I would think it is no different to other types of "restricted" or other licenses they are giving out now. More a clearance of anything medical that should preclude them from having a drivers license, rather than screening for an entirely new license category. Some states do this already as a matter of course for mature drivers.
As for the overloading problem, a Piper Tomahawk or C150/152 is going to be obvious, but I would agree that compliance with the rules in a 172/182/Archer/Warrior is going to be a tough one, especially in remote areas. May be that CASA takes a lenient view due to the sparseness of population compared to USA/Europe. That in some ways would be a minor win for common sense.

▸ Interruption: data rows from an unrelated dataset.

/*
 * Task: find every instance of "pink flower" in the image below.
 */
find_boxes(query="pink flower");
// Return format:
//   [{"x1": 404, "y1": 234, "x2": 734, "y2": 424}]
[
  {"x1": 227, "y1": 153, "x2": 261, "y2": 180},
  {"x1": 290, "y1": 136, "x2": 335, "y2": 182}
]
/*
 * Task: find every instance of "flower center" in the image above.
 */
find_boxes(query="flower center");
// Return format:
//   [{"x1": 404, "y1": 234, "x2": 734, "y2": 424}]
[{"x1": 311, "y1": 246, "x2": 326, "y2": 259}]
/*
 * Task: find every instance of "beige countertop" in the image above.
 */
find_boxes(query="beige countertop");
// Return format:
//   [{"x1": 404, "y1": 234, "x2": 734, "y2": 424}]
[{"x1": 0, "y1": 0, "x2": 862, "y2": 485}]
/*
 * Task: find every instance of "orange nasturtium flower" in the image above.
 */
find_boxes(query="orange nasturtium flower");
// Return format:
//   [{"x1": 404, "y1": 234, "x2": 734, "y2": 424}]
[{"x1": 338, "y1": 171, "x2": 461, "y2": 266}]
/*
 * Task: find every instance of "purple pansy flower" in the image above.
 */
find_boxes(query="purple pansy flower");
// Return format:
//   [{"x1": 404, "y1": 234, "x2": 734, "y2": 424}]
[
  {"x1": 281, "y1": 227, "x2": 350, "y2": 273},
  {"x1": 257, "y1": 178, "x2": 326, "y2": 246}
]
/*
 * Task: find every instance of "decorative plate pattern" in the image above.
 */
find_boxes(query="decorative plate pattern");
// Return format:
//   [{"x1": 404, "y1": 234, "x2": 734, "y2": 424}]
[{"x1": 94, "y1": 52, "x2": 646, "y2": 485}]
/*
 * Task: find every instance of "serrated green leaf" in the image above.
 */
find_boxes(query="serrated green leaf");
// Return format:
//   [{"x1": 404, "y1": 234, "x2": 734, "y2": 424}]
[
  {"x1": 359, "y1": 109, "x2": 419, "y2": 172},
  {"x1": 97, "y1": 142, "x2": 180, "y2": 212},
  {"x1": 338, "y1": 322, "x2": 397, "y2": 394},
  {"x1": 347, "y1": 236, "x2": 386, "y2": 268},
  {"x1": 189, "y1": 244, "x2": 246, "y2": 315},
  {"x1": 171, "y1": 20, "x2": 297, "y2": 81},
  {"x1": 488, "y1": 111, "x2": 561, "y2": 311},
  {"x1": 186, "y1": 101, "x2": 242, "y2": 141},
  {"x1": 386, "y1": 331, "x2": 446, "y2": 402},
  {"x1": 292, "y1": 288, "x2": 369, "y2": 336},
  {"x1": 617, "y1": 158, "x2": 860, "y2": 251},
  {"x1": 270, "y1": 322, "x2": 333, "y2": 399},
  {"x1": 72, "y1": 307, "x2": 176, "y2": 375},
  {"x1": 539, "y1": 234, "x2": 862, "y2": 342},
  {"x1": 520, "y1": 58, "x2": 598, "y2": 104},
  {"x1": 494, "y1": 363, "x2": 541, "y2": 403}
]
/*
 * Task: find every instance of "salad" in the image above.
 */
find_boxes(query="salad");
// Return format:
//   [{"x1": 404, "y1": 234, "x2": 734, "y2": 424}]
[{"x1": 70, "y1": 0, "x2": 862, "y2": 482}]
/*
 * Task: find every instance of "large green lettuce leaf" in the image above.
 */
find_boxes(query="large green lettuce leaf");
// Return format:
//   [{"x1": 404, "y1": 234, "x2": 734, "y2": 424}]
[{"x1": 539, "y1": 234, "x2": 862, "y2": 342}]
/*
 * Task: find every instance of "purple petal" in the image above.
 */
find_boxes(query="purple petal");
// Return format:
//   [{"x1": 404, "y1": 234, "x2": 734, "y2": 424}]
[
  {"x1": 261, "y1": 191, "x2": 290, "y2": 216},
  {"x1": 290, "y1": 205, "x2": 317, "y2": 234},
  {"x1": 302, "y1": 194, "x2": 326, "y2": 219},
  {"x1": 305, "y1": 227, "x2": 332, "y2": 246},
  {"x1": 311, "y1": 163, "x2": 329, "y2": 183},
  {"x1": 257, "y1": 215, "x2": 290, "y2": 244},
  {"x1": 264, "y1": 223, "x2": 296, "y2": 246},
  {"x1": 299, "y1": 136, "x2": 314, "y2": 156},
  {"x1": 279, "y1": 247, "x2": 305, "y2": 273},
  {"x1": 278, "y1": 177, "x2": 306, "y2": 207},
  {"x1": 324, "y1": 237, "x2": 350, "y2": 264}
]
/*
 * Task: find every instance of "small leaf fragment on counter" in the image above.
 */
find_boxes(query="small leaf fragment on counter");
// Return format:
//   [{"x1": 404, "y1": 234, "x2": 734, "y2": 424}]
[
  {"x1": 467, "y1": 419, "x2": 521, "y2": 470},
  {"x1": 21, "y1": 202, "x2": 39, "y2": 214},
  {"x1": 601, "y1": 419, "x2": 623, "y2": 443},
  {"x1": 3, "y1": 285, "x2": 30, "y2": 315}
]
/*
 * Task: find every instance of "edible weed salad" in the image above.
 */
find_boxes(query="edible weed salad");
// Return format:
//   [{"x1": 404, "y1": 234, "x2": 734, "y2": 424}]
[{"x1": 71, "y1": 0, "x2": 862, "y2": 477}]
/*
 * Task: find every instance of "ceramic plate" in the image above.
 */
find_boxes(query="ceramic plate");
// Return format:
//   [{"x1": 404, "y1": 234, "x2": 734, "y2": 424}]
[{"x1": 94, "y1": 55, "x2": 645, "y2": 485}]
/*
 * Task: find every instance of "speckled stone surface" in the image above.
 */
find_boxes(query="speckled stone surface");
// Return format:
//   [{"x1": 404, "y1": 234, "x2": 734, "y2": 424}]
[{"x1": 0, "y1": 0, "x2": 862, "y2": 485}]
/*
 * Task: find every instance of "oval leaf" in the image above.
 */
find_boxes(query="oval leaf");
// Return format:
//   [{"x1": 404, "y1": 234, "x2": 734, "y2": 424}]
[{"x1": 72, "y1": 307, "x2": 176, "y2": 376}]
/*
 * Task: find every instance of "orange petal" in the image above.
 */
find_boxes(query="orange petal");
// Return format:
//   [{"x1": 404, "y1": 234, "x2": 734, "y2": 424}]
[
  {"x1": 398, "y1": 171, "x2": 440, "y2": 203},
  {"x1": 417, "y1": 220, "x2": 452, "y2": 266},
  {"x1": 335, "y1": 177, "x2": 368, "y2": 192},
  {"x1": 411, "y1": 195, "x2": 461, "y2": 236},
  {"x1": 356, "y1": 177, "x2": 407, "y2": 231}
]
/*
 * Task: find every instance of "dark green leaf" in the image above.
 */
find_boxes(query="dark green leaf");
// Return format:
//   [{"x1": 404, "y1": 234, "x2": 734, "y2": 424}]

Looking at the stats for car accidents for all population (and "medical" causes included), how many car accidents are DIRECTLY attributable to an acute medical condition occurring behind the wheel? Quite honestly I can only think of a hand full or so in the last 10 years or so, scale this down to the number of people with pilots licenses and it may well be statistically insignificant. The other thing is an aircraft usually has part to fully duplicated controls (unlike a car) and this, even in the hands of an amateur, should give a better survival prospect. Surely it is time to look realistically about the likelihood and consequences of an incident actually occurring mid air (using the same medical criteria for safety of operation of equipment), that may cause more than "local" damage (ie, immediate occupants of aircraft)? A single pilot alone is always going to die, a pilot with passenger(s) has a chance of survival for all occupants.
I also note that the US is having similar questions regarding the possibility of a "Level 3" medical, similar to our new model.